In the first step, the definition of what cost objective to calculate the true cost for requires some background information of the current situation of an organization or activities. With the help of a stakeholder analysis or life cycle analysis, the involved stakeholders during the whole lifecycle are being identified for the cost objective (Jasinski et al, 2015). The cost objective will be dictated by the purpose of the TCA analysis (Bebbington et al, 2001).
In the second step, the relevant externalities are identified. Once the cost objective is chosen the crucial step is to determine what scope to fit onto that cost objective. In here, the determination of what externalities are to be measured within the TCA analysis is essential (Bebbington et al, 2001). In this step in is important to determine how far the analysis should go. Impacts of a product or service may occur first level, second level et cetera. It is important to consider how many layers of the impacts should be peeled off in the TCA analysis (Bebbington et al, 2001).
For electricity generation externalities occur during the use of the product, during the generation and distribution of the product and during the construction of the machinery that was used to build the power station and so on. It becomes clear that the analysis ends up with an infinite regress when trying to examine the externalities that arise. Since everything is connected, economic, social and environmental costs are difficult to allocate to certain layers of impacts effectively. It is therefore important to precisely determine where the boundary of the analysis should be. After all, some impacts may have negligible impacts on the outcome of the analysis.
Then, those outcomes are likely to be ignored (Bebbington et al, 2001).
In the third step, the data should be gathered identify the impacts arising from the cost objectives (Bebbington et al, 2001). Here, data should be gathered about the cost objective firstly. Secondly, data on the externalities related to those cost objectives should be obtained (Bebbington et al, 2001). Current accounting information systems may be very useful here, since it gathers movement of materials, consumptions and resources. Many of the impact data can be obtained using a LCA of the products or processes used. The goal of the TCA analysis should be kept in mind here, since it determines whether a LCA should be custom made or whether secondary data sources can be used. If the goal of the analysis is to get a general overview of the externalities of the operations of a cost objective secondary data sources will probably be sufficient as well (Bebbington et al, 2001).

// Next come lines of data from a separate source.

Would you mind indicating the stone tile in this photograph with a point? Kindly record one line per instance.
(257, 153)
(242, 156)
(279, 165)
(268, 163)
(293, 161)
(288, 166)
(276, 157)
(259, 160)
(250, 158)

In the fourth step, the identified externalities of the first three steps should be monetized.
There should be made a detailed assessment in determining what cost prices to use
(Bebbington et al, 2001). In the 4 steps mentioned, the most prominent issue of TCA is about which costs to include in the analysis
2.3. Adoption of TCA
TCA has been applied in many industrial settings within the oil, gas, energy, chemical and waste management industries (Jasinski et al, 2015). Jasinski et al (2015) found 35 empirical and
conceptual applications of TCA as case study or as experiment. The findings out of the overview of Jasinski et al (2015) of the TCA applications are that up to 2003 those studies show a
dominance of the economic and environmental aspects of sustainability and the social dimension of sustainability was ignored. Since 2003 several studies have been done, which attempted to
integrate the social dimension as well. The experiences here were that the measuring of the upstream and downstream impacts of activities is often difficult to determine (Jasinski et al, 2015). The outcomes of the past applications of TCA are the development of ten methods, which are all still incomplete with only a few practical applications (Jasinski et al, 2015). Since the publication of Jasinski et al (2015) till today, researchers have used those data base for TCA practices. However, the application of in the Netherlands is still limited. In 2017, EY et al (2017) performed a TCA analysis on the true cost of food in Eosta in the Netherlands. This was the first ever performed analysis for a Dutch MKB-company. Besides that, the application of TCA in the Netherlands so for is limited.
The obstacles of a successful implementation of TCA are manifold. First of all, there is a weak measurability of the externalities and it is hard to monetize them (Clémence, et al, 2010). Non- economic results are hard to measure, since the underlying ecological and social processes are complex (Unerman & Chapman, 2014). Therefore, it is difficult to assign a certain value to the external effects of those processes (Bebbington, et al, 2014). It is still a challenge of
commiserating social and environmental impacts of the activities of an organization (Unerman et al, 2014). The separate dimensions of sustainability make it difficult to have the same scales of measurement and their weights of those scales are not comparable (Ihlen, 2015). Moreover, the social, environmental and economic dimension of sustainability are not mutual supportive, which lead to unsolvable conflicts (Milne and Gray, 2013). Moreover, is difficult to include all impact on stakeholder precisely in the TCA framework. Stakeholder can be short term or long term, current or future oriented. Here, it is difficult to precisely quantify the claim of the stakeholder to the organization (Zgrzywa-Ziemak, 2018)
2.4. The energy sector
It is generally accepted that sustainable energy generation is better for the environment and contributes towards a cleaner world. The choice for more sustainable energy therefore is a choice for a better future and a more livable climate for future generations. Producers, managers and consumers should be enables to make a more sustainable choice it they are willing to. Moreover, it enables companies to communicate the sustainability of their operations more effectively and it protect markets against unfair competition by producers that can supply at low cost while having large environmental externalities (Brannan, et al, 2012; Rajagopalan et al, 2012) Therefore, it is important to define and label sustainable energy (Hulshof et al, 2019). Currently the green energy, like wind and solar energy generation, is being considered as sustainable energy by the public, government and businesses. Any source of energy that is free of fossil fuels is considered as being sustainable (Freedenthal, 2013). This determination of whether the energy generation is sustainable therefore only looks at the input of the energy generation and it focusses primarily on the environmental impacts of the energy generation (Freedenthal, 2013). This is a limited notion of the concept of sustainability. In order to determine the degree of sustainability of the energy generation, a full impact analysis of the energy generation on the society, environment and economy is required (Bebbington & Larrinaga, 2014). The cost prices should reflect all the different processes of the operations. Here, the plant level costs, system costs should be extended with the externalities of energy generation in order to reflect the true cost of energy.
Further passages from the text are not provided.